Teresa Ribera told the Financial Times she would take a “step by step” approach to reforms to clear away barriers to innovation and boost the EU’s flagging competitiveness against the US and China.
The Spanish socialist, who was previously deputy prime minister in Madrid, was this week nominated to take what is arguably the new European Commission’s most powerful policy portfolio, overseeing the green transition, economic competitiveness and the enforcement of the antitrust regime.
In her first interview since being picked for the role, she said Brussels should work on incentivising “industrial ecosystems” around products, such as the manufacturing of cars, to attract investment and better deploy the region’s limited capital towards a smooth green transition.

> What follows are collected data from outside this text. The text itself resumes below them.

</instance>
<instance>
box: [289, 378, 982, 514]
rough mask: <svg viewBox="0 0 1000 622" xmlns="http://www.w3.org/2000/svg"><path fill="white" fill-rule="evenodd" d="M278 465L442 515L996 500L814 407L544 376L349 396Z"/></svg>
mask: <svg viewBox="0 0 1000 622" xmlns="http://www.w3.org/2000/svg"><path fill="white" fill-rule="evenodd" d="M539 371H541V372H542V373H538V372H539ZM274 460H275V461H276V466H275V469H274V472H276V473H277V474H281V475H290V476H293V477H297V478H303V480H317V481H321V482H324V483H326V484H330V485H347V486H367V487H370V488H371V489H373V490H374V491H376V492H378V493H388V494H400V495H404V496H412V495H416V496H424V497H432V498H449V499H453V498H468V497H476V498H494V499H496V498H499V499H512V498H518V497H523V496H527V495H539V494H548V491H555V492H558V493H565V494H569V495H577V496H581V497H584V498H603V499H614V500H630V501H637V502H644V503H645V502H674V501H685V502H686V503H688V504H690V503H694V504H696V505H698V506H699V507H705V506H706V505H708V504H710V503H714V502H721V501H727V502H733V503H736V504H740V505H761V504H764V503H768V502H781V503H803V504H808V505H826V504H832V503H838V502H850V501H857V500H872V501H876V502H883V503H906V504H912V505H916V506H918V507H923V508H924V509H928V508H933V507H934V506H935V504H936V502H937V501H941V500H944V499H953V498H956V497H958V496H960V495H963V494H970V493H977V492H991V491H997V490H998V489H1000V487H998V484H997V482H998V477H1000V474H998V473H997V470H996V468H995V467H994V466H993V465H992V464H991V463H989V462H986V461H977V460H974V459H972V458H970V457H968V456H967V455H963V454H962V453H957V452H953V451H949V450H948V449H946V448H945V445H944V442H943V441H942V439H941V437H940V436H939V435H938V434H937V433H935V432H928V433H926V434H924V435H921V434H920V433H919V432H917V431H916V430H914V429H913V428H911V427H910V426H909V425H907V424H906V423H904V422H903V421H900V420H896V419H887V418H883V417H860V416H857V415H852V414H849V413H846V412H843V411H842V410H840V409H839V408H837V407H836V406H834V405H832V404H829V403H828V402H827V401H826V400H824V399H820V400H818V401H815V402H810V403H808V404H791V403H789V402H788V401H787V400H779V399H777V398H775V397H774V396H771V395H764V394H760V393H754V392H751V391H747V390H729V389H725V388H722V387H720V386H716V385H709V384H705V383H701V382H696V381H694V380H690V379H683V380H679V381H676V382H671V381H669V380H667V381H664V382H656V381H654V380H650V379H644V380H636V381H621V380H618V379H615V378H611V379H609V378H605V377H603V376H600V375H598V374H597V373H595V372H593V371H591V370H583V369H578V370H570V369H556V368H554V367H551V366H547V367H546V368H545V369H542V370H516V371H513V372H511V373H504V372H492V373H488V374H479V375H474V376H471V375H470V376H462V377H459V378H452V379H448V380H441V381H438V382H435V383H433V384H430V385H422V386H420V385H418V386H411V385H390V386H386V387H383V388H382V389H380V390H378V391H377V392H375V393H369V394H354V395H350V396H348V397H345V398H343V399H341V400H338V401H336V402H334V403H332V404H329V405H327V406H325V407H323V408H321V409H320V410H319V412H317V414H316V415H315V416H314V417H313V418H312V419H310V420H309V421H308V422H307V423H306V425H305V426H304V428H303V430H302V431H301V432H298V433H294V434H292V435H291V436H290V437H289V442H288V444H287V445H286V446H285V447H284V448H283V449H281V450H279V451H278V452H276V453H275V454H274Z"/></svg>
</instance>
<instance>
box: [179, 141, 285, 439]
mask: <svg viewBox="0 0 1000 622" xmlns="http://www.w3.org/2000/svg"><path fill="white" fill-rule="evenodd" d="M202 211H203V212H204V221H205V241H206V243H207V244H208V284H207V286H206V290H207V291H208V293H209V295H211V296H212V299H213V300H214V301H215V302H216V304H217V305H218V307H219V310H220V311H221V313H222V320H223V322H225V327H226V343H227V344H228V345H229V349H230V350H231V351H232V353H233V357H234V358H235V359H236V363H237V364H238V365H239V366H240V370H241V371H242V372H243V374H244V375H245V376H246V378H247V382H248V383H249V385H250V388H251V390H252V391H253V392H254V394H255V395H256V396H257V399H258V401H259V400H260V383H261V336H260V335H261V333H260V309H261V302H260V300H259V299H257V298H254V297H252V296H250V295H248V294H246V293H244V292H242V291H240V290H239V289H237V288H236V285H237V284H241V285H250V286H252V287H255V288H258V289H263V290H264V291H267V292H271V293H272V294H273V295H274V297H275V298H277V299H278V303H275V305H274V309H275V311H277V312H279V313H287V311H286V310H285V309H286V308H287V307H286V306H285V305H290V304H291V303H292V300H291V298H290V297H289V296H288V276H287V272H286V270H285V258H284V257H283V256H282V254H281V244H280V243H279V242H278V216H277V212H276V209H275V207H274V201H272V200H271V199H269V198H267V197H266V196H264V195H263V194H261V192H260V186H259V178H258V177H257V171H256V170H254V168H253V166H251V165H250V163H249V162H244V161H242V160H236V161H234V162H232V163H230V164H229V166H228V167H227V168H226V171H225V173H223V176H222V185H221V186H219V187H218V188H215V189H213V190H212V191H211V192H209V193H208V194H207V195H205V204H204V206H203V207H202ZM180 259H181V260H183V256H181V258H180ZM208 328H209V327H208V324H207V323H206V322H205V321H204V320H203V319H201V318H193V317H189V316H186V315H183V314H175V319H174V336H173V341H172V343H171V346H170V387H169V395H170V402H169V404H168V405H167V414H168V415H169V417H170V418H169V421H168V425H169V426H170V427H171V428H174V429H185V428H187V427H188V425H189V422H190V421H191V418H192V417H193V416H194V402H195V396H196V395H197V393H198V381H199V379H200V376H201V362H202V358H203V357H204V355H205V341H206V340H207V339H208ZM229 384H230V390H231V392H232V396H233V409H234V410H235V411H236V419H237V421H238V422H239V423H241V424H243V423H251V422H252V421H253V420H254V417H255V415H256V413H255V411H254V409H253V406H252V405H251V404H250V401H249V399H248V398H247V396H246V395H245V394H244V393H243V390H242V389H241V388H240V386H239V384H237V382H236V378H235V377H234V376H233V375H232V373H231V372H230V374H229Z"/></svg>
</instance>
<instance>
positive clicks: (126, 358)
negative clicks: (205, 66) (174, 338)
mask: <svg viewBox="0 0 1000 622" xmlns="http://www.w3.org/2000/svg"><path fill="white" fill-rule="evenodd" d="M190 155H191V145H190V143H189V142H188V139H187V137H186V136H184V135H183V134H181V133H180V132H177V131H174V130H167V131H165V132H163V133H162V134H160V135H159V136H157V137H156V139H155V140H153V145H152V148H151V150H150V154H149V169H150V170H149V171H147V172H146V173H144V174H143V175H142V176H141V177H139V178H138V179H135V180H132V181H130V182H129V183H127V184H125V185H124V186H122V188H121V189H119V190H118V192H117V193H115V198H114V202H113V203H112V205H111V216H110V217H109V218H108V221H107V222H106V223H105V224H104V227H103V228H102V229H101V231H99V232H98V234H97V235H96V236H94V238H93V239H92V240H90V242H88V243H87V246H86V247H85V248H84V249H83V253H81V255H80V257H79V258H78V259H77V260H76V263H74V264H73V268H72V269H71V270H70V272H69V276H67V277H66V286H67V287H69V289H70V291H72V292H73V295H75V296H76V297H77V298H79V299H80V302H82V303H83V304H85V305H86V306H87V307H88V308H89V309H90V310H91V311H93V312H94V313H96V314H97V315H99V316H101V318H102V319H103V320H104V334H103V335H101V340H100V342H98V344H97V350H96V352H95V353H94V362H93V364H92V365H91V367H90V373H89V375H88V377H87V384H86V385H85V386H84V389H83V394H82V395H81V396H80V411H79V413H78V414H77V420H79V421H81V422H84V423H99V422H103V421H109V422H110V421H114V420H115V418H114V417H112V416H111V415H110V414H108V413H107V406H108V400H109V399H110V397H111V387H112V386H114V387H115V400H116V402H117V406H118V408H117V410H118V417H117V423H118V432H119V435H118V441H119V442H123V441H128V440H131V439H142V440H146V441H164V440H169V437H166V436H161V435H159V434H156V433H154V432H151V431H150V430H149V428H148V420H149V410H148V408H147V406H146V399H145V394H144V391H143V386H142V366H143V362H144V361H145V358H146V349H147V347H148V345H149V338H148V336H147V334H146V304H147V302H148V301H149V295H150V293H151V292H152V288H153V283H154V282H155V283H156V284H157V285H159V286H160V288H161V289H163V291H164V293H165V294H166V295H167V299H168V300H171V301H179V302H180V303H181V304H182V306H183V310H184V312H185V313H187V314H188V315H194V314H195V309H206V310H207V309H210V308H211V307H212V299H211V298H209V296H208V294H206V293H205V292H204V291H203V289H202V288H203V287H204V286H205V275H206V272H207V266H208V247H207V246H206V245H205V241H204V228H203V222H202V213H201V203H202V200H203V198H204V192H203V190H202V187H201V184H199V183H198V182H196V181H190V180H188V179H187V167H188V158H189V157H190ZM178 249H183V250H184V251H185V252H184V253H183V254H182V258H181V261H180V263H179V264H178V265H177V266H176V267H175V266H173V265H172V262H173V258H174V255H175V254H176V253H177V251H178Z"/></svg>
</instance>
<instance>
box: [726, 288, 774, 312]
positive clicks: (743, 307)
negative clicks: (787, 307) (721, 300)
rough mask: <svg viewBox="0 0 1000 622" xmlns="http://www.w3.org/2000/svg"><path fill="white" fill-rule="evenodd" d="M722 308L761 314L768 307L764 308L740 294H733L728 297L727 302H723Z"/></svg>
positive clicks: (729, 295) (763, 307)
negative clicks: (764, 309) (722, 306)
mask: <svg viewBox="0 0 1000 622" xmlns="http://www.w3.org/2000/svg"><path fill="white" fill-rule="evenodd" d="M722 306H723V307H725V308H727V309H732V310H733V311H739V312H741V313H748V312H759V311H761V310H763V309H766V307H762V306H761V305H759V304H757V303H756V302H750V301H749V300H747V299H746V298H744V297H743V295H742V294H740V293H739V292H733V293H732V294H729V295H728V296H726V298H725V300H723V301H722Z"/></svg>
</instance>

She also pointed to a potentially contentious shift in how the EU polices mergers and the emergence of companies that some leaders have dubbed “European champions”.
“There is a question of size at the international level . . . I think there may be a need to improve things,” Ribera said.
“In terms of what is the role to be played right now by this [competition] portfolio, of course, it is not exactly the same [as before], but something that needs to evolve and to adapt to the circumstances,” she added.
Ribera’s predecessor, the liberal Dane Margrethe Vestager, who ran the competition file for a decade, told the FT this week that Brussels should be wary of a wholesale reform of merger rules because it risked opening up a “Pandora’s box” and creating “ a lot of uncertainty”.
“Margarethe has done a great job and we need to see to what extent this great job needs to evolve . . . step by step,” Ribera said.
Ribera said she was in favour of cross-border opportunities when thinking about how to scale up European industry.
“We need to be a little bit more innovative in the way we build a well-functioning European single market where not only the national and the local interests find a place, but the national and local match the European interests,” she said. “This is going to be one of the challenges: how we can build this European understanding. Not only national champions, but the European understanding.”
Her comments come at a particularly sensitive time in Brussels where competition regulators are coming under political fire for holding back Europe’s top corporations.
At the same time, some capitals fear significant reform would give powerful member states, such as France and Germany, an opportunity to seize back power from the commission, the EU’s top competition authority, in an area where Brussels has proven its independence.
Ribera also faces the tough task of balancing the EU’s ambitious climate goals, aspirations to boost industry and pushback from capitals on the speed and cost of the green transition. Some of the EU’s centre-right governments are wary of Ribera’s stance on climate issues.
She said that reviewing the bloc’s state aid rules to potentially favour green investments was one way to satisfy both sides. “The [climate] targets do provide some signals on what we want to achieve, but we need to create the elements, the incentives and the confidence to do so and it depends on the cost of capital,” she said.
Former ECB president Mario Draghi said in a landmark report this month that the EU needed additional investments worth €800bn a year to fix its lagging competitiveness. Ribera declined to name her own assessment, but added: “What it’s clear is that the amount of capital that needs to be invested to accelerate this transition is so important that we had better not make mistakes.”
The 55-year-old also said she was open to understanding from member states what lessons could be learned from the fast-tracking and easing of state aid rules, particularly during the bloc’s energy crisis following Russia’s full-scale invasion of Ukraine.
“If we take the right decisions, we will be creating fantastic opportunities,” she said. “If we delay those decisions, we may be killing the opportunities . . . we will have to face the consequences in the long run.”
Ribera, who was also minister for the ecological transition in Spain before her move to Brussels, has long been a powerful advocate for ambitious climate policy and was a key architect of the 2015 Paris climate accord.
Previously she has been vocal in her opposition to nuclear power, a stance that could bring her into conflict with pro-nuclear French and eastern European lawmakers in the European parliament where she will have to pass a hearing in order to take up the post.
Mellowing her earlier tone, she said it was not “yes or no” when asked whether she thought Brussels should support nuclear power investments.
EU capitals should decide which technologies they use to decarbonise, she said, but warned that “we should avoid killing the low-hanging fruit that may happen at a much faster speed”. Nuclear power plants are notoriously expensive and often take many years to build.